今の景気の悪さは、女性たちにとって、貧しかった時代に近くなっている。

モダンガール論は意外と知らなかった女の歴史の話で、とても面白かった。明治時代は離婚が多かった、みたいな話とかね。離婚っていうのは、女が一人でも自活できるか否かの話だからなあ。

と、話は横道にそれたけど、恋愛という概念は女性を家父長制にからめとるし、商業的に消費もふやすから、あれも認知資本主義の一種なんじゃあないかと。女性の切なる希望でもあったわけなんだけど。

昔、やおい論の掲示板でもその手の話をしていた。資本主義にとって毒になるような創作をするべきだ、という意見が出た。

その時の、BL作家さんの反論を今でもよく覚えている。

「我々はケーキ屋だ。見た目が甘そうなケーキを作って、中に激辛キムチを入れる、だなんて詐欺はできない」

というものだ。たしかに、激辛キムチは激辛キムチで存在してもいいけど、キムチ屋で買いたい。

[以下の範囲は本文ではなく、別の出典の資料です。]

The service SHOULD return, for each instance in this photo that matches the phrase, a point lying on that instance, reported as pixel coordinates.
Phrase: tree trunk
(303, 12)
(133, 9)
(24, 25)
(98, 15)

甘いケーキが食べたいからケーキ屋に行くんだよな。私は激辛キムチも好きだけど、ケーキ屋でキムチを買おうとは思わない。やっぱりケーキ屋はケーキしか作れないし、売れない。商業主義と言われようとも。どれほど、虫歯になる、とか、肥満や糖尿病になる、と責められようとも、だ。

今からキムチ屋に転職する気にもならないし、私はケーキを作ってケーキを売っていると思う。ケーキ屋だからだ。材料を体に良いものにする、ぐらいはするけれども、いきなりケーキの中にキムチを入れたりはしない。詐欺だし。それでも怒られてしまうだろうか。てゆうかむしろもう、キムチを入れても入れなくても怒られる自信がある。趣味で自宅でキムチを漬ける、みたいなことはやってるかもしらんけど、自分のケーキ屋のケーキの中にその激辛キムチを仕込むことは、たぶんしないだろう。職業倫理的にも。

少女漫画業界は、16p~32pの学園ラブコメを描かないとデビューできない時代が長かった。最近はだいぶ変わってきてはいるけれども。なので、キムチを売りたいひとは寄り付かない業界になっている。今、私がXで話をしている内容はキムチなんだよ。ケーキの話ではない。周囲もケーキ屋なので、キムチの話をできる人は、業界の構造的にほとんど存在しない。稀有だ。